Thursday, May 15, 2014

Judges Put Ignorance, Bias On Display

Yesterday a federal appeals court in Chicago struck down Wisconsin rules requiring disclosure of election-season "issue ads" sponsored by interest groups. The court said state election authorities exceeded their legal authority in establishing the rules.

The ruling changes nothing, because the state had not been enforcing the now-invalidated rules. But the decision does shed additional light on how politicized judges and courts have become.

The judges on the 7th Circuit U.S. Court of Appeals seemed flummoxed by the rules established by the state Government Accountability Board back in 2010 as well as the underlying state law. “Like other campaign-finance systems, Wisconsin’s is labyrinthian and difficult to decipher without a background in this area of the law,” Judge Diane Sykes wrote for the court.

Wisconsin law says if a group engages in activities for a political purpose, it is subject to disclosure requirements and has to respect any applicable campaign finance restrictions. The GAB rules were based on the reasonable and demonstrably correct conclusion that interest group "issue ads" in the weeks before an election have a political purpose. It's hard to see what is "labyrinthian" about that.

Part of the problem might be that Wisconsin's rules were defended in court by a state agency headed by an opponent of such regulation. But even if Attorney General J.B. Van Hollen didn't exactly put his heart into making the state's case, that's no excuse for federal judges finding a longstanding and often-litigated Wisconsin law "difficult to decipher."
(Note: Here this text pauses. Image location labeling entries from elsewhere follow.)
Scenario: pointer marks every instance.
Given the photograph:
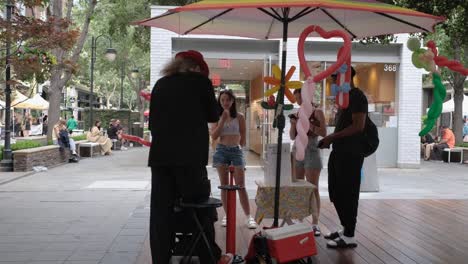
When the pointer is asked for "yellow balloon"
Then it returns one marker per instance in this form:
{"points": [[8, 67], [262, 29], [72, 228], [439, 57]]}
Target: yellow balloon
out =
{"points": [[276, 72], [272, 91]]}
Given the hypocrisy at the core of the federal court's judgment, all this talk about how hard it is to make heads or tails of age-old state campaign finance laws looks like little more than political cover.

Again, Wisconsin law has said for a very long time that if groups engage in activities for a political purpose, they have to publicly disclose both their spending and sources of funding and also raise the money in legally permissible ways. The old state Elections Board approved a rule saying that messages not containing words like "vote for," "vote against," "elect," "defeat," "support" or "oppose" have no political purpose. Neither the 7th Circuit nor any other court ever ruled that the Elections Board exceeded its authority by interpreting "political purpose" in this bizarre way.

But when the GAB replaced the Elections Board and proceeded to replace its predecessor's rule with a new one based on a far-more sensible test to determine which activities have a political purpose and which ones don't, judges suddenly find the GAB lacks the legal authority to write such rules. Yesterday's court decision keeps the Elections Board's magic-words test in force.

The 7th Circuit's decision leaves Wisconsin voters in the dark about who is paying for millions of dollars worth of political attack ads. But the obvious double standard that is at the heart of the court's ruling shines a very bright light on how judges increasingly are not deciding cases based on a consistent application of fair and just legal principles, but rather are bending facts and laws to fit their own political biases.


1 comment:

Anonymous said...

Soooooo...does this ruling have any impact on the John Doe II case soon to be in front of the 7th? Have yet to see any comments on that.